The Forensic Microbiome Database (FMD) is a human microbiome analysis resource that correlates publicly available 16s rRNA sequence data, irrespective of sequencing platform or variable region sequenced, obtained from multiple body sites to metadata as it relates to forensics. Using the relative abundances of bacterial taxa within a sample, machine learning is used to predict the geographic location from which that sample came from (https://www.nature.com/articles/s41598-018-27100-1). The more comprehensive and diverse the data within the FMD is, the more accurate the predictions will become. These predictions could potentially be used to determine the geographical origin of a human trafficking victim or as evidence at a crime scene to narrow down a search radius for a person of interest.
This study involves the collection and processing of human microbiome samples from five regions around the world—Chile, Barbados, Hong Kong, and two sites in South Africa. Paired oral and stool samples will be collected from healthy females between the ages of 18 and 26. Samples will be immediately frozen and sent to the J. Craig Venter Institute’s (JCVI) lab for sequencing and subsequent analysis.
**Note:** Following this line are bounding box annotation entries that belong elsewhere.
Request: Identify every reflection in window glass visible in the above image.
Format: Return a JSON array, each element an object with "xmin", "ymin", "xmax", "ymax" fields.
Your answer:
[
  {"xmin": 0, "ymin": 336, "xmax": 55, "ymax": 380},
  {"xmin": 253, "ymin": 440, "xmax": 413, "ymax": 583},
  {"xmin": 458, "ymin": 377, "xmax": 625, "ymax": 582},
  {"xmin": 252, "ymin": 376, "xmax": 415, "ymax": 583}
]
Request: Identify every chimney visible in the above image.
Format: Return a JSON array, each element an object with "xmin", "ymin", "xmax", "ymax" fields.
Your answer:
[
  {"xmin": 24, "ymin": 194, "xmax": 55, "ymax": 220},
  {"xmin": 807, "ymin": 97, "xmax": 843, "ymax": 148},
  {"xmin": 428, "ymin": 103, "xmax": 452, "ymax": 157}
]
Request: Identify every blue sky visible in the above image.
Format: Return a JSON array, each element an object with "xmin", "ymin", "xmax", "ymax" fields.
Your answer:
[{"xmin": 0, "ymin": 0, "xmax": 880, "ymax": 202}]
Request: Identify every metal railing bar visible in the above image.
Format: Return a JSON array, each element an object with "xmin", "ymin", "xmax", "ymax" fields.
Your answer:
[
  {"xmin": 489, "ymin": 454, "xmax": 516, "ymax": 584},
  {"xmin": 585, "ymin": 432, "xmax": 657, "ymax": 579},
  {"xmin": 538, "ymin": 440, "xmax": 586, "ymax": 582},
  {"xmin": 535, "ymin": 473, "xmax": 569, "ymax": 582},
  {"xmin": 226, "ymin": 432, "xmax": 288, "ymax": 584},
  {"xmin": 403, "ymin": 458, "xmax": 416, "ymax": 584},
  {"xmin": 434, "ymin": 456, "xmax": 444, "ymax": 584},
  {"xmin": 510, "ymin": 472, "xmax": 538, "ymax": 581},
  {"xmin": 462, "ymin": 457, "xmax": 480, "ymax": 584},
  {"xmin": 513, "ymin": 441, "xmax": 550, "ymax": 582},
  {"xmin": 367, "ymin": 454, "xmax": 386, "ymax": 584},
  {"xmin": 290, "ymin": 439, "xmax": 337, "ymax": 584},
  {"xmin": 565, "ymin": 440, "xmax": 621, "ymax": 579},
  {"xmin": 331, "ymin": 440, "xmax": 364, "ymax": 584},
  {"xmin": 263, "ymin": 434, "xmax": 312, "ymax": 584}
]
The National Center for Biotechnology Information (NCBI) houses a Short Read Archive (SRA) which stores raw sequencing reads for thousands of scientific studies (Figure 1). Scientists deposit their sequencing reads to the SRA allowing for reproducibility of their studies and for use by other studies to discover new insights. The FMD searches the SRA frequently to discover recently added studies to add to the database. Only a specific subset of the samples stored in the SRA are of interest. These are human associated microbiome studies—sequencing reads of bacterial 16s rRNA from a human body site with sufficient metadata associated with the study. Using 16s rRNA samples allow the determination of the relative abundances of the microbial community of that body site. SRA samples contain information about individual samples—mainly how they were prepared and sequenced.
Within NCBI, multiple samples from the same study are incorporated into an umbrella category termed the BioProject (Figure 2). This BioProject describes the study and allows users to view all SRA samples contained within.
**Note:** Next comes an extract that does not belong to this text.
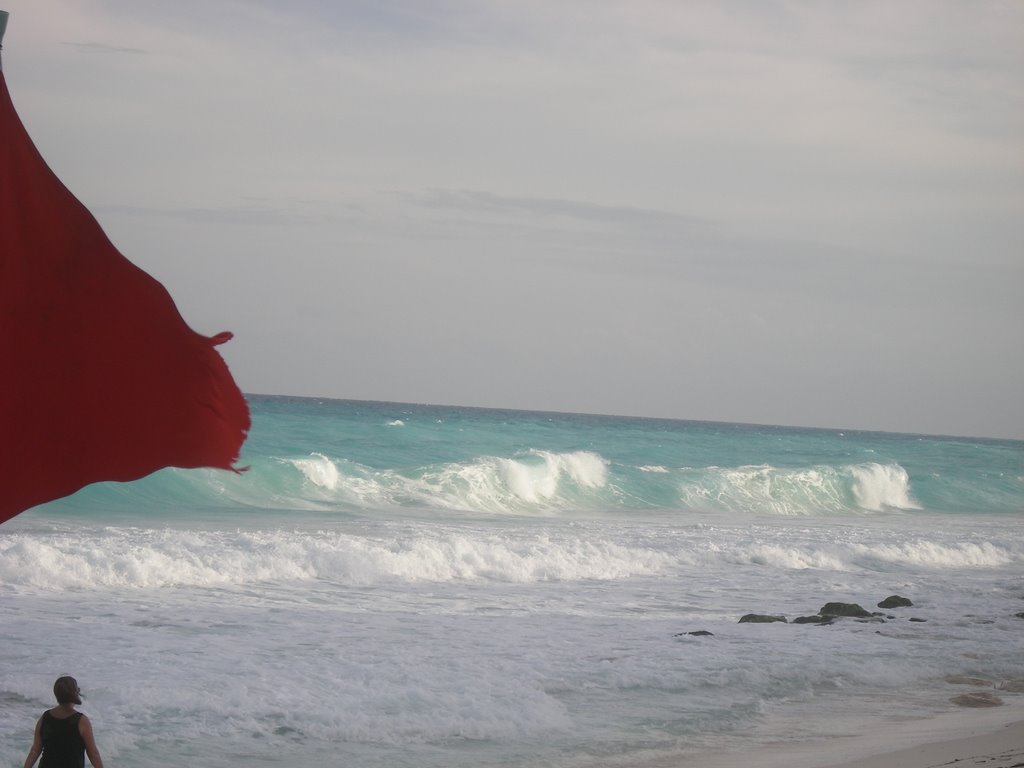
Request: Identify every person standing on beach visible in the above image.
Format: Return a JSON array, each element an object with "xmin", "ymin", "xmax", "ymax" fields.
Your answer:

Search terms like “human microbiome 16S” are used to query the databases to find these types of studies. When a sample that meets the requirements listed above is identified, there are certain criteria that must be met to merit further analysis due to the intended function of the FMD. At a minimum there must be metadata associated with a study to include the geographic location (at city level) of where a sample was collected and a published manuscript describing the study. Other information, like age and gender of the human host, are beneficial and stored in the database, but are not required for a sample’s inclusion. The metadata is mostly collected from the website where the study was downloaded, though it can also be obtained from alternative locations, such as the published manuscripts. Currently only healthy human samples are included in the public database and its subsequent analysis tools, but unhealthy samples are also being collected for future inclusion.
In addition to NCBI, samples are collected from other sequence databases, such as EBI (https://academic.oup.com/nar/article/45/W1/W545/3787865) and MG-RAST (https://bmcbioinformatics.biomedcentral.com/articles/10.1186/1471-2105-9-386), which have a similar organizational structure.
When a study is identified, the associated raw sequence reads are downloaded for all samples intended to be analyzed. For example, the SRA Toolkit (https://www.ncbi.nlm.nih.gov/sra/docs/toolkitsoft) allows for easy fetching of SRA files from NCBI, which are then converted into FASTQ format. The FASTQ format contains both the nucleotide sequence of a read generated from a sequencing instrument as well as the associated quality score for each nucleotide and are preferred, but occasionally only FASTA files are available and are thus used. These files are used for subsequent analysis.
There are several tools to use when analyzing 16s rRNA data. The FMD pipeline uses an internal pipeline written at JCVI that is based upon UPARSE (for reasons listed in the Frequently Asked Questions) to cluster reads to Operational Taxonomic Units (OTU’s). Within an OTU, sequences are 97% identical or greater which allows for slight variation in percent identity due to several potential sources of error. This pipeline outputs an OTU table, which is a matrix which gives the number of reads per sample per OTU. Mothur is then used to map OTU’s to Taxonomy using a reference database—FMD uses the SILVA 16s rRNA database for this purpose.
A series of R scripts, utilizing the PhyloSeq library (http://dx.plos.org/10.1371/journal.pone.0061217) among others, generate the final files uploaded into the database. These R scripts filter out samples that have less than 2,000 reads or has more than 85% of the reads in unclassified genera, and removes any OTU’s from the OTU table if they are present in less than 10 samples in the run. OTU counts tables for every taxonomic level (Kingdom, Genus, etc.) are generated by collapsing lower classification levels by the higher classification level (Species with the same Genus will be summed to create the Genus counts table, etc.). These, along with files that contain metadata information (age, geographic location, body site sampled, etc.) about each sample are generated and ultimately entered into the database for querying and use in the tools contained within the FMD website. A list of these tools and how to use them can be found in the User Manual.